El doctor se recostó sobre la butaca, pensando donde puede acabar lo cierto y comenzar las divagaciones de un hombre mentalmente trastornado. Tras un momento de reflexión le dijo:

-La sugestión puede provocar alucinaciones. Puede hacerle creer que el crujir de la madera son pasos, o que una puerta esta bloqueada, cuando es usted mismo quien la esta bloqueando.
-Que me crea, no importa. Lo único que no quiero es correr la suerte de toda esa gente. No quiero que mi corazón lata tan fuerte que crea escupirlo por la boca. Si usted dice que son alucinaciones, yo le intentaré creer. Quiero dejar de oír ruidos. Me gustaría dormir, como lo hacia antes. Por favor, ayúdeme.

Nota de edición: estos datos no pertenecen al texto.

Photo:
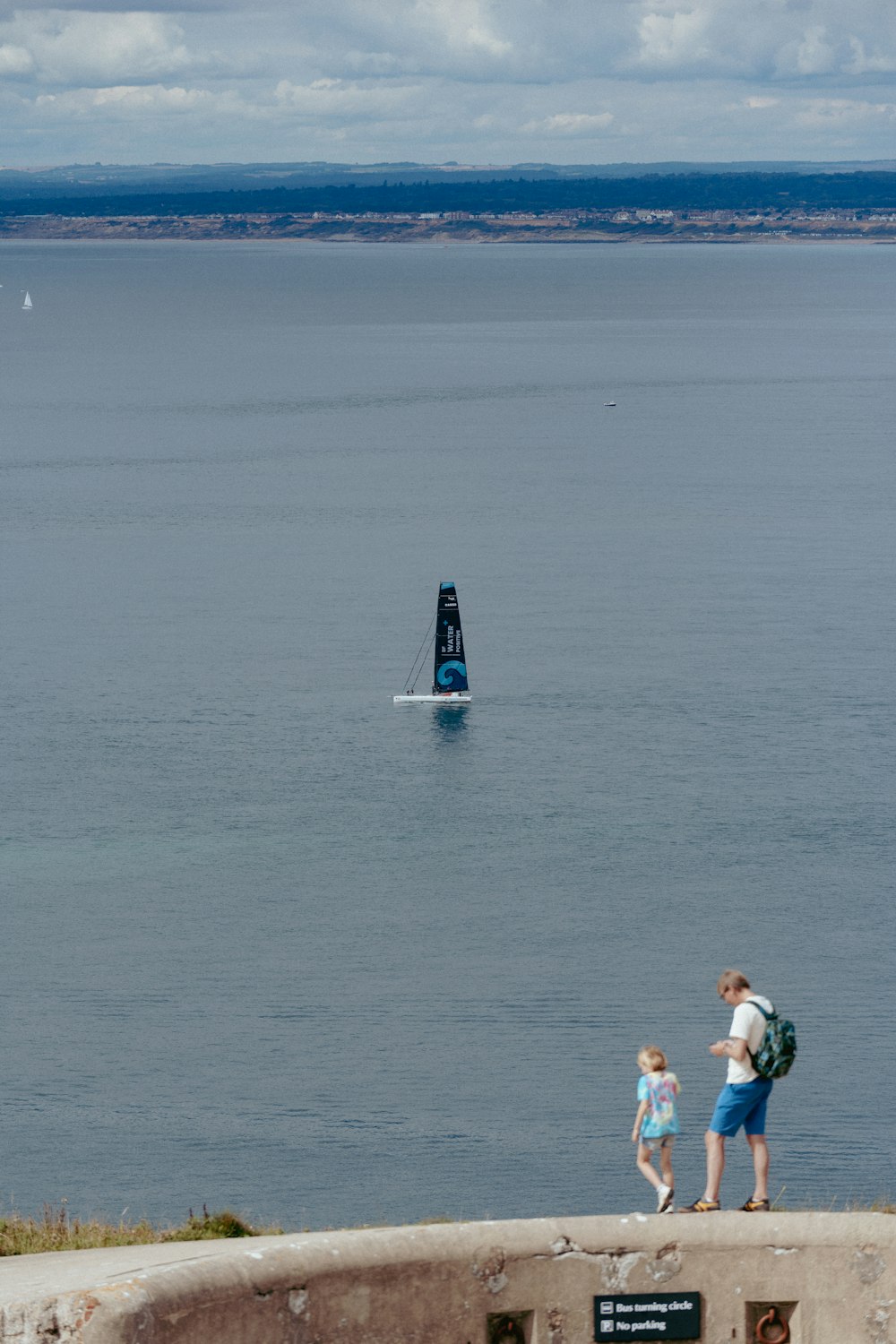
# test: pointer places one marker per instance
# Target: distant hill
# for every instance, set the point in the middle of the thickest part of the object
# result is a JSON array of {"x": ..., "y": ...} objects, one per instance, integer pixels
[
  {"x": 80, "y": 180},
  {"x": 447, "y": 193}
]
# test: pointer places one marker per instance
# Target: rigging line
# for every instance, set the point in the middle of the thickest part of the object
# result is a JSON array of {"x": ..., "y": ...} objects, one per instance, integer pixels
[{"x": 414, "y": 675}]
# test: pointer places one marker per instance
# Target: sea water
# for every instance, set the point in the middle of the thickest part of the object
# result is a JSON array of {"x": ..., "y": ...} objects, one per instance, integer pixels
[{"x": 276, "y": 943}]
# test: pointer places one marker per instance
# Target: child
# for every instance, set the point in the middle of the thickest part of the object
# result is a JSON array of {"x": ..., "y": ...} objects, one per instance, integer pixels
[{"x": 656, "y": 1124}]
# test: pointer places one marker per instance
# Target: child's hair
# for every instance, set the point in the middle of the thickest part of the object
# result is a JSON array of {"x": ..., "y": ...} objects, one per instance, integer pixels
[
  {"x": 653, "y": 1058},
  {"x": 731, "y": 980}
]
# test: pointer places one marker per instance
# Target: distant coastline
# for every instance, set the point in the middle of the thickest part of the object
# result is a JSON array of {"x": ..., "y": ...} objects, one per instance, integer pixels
[
  {"x": 440, "y": 206},
  {"x": 568, "y": 228}
]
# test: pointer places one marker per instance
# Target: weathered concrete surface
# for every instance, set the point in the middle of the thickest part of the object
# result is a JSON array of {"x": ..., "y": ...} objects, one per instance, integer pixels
[{"x": 834, "y": 1274}]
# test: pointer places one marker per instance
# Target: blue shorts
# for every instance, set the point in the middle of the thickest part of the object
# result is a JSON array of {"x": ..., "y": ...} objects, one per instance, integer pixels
[{"x": 742, "y": 1104}]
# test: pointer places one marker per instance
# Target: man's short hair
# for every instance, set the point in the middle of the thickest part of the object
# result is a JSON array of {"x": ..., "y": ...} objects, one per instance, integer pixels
[{"x": 731, "y": 980}]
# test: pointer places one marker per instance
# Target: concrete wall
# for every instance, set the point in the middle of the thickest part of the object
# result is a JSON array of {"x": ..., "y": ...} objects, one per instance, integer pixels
[{"x": 833, "y": 1276}]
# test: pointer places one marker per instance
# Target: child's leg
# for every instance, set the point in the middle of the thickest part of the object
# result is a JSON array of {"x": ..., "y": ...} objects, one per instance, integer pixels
[{"x": 645, "y": 1167}]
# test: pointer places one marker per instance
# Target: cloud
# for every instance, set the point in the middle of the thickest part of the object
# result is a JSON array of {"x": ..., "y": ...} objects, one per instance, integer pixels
[
  {"x": 346, "y": 99},
  {"x": 570, "y": 124},
  {"x": 466, "y": 80},
  {"x": 131, "y": 99},
  {"x": 59, "y": 48},
  {"x": 840, "y": 113}
]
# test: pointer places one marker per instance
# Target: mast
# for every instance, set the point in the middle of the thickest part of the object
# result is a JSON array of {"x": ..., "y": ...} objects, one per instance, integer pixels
[{"x": 450, "y": 667}]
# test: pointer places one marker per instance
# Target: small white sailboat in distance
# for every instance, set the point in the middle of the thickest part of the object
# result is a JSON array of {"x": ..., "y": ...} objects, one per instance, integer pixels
[{"x": 449, "y": 677}]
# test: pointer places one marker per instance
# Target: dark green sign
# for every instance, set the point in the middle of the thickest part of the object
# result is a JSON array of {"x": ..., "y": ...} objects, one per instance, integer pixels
[{"x": 646, "y": 1316}]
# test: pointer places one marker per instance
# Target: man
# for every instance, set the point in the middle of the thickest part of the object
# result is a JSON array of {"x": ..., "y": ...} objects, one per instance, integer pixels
[{"x": 743, "y": 1099}]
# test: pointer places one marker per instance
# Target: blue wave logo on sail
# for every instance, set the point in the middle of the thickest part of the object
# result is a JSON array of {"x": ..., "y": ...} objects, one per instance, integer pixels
[{"x": 452, "y": 676}]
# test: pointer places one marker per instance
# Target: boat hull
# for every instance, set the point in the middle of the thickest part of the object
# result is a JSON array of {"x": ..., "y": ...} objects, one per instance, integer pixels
[{"x": 452, "y": 698}]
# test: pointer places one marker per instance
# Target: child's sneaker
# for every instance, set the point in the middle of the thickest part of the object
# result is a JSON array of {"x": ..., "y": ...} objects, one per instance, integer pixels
[{"x": 665, "y": 1195}]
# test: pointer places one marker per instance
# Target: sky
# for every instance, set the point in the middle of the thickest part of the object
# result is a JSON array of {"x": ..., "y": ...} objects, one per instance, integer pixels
[{"x": 435, "y": 81}]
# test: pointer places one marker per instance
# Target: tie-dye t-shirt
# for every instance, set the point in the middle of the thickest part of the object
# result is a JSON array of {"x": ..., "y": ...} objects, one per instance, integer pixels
[{"x": 661, "y": 1093}]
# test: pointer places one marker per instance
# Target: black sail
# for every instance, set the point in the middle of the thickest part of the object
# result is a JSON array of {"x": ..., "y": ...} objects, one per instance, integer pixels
[{"x": 450, "y": 666}]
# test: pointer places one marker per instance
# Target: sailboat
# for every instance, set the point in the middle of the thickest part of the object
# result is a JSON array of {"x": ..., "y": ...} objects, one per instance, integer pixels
[{"x": 449, "y": 676}]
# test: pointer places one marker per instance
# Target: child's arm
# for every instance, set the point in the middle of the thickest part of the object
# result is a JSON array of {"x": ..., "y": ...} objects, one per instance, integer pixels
[{"x": 638, "y": 1121}]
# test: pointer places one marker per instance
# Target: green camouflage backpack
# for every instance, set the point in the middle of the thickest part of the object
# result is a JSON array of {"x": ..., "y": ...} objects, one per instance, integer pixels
[{"x": 778, "y": 1046}]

El psiquiatra, tras unas últimas anotaciones en su bloc, recetó al paciente unos tranquilizantes y observación constante. Acompañaron a Gabriel a su habitación en la que estuvo dando vueltas durante unas horas. A media tarde, cuando una luz pajiza entraba por la ventana, decidió recostarse en la cama durante un momento. La tranquilidad de la habitación y el canto de los pájaros en la ventana le invitaron a un sueño ligero. Cerró los ojos y vio aquella casa, con toda su familia en la entrada, esperándole. Le invitaban con una fatigada sonrisa, y haciéndole sitio junto a la puerta. Con paso aletargado, abandonó esa pálida habitación y se adentro en la vieja casa, con aquella familia extraña, de la que ya él también formaba parte.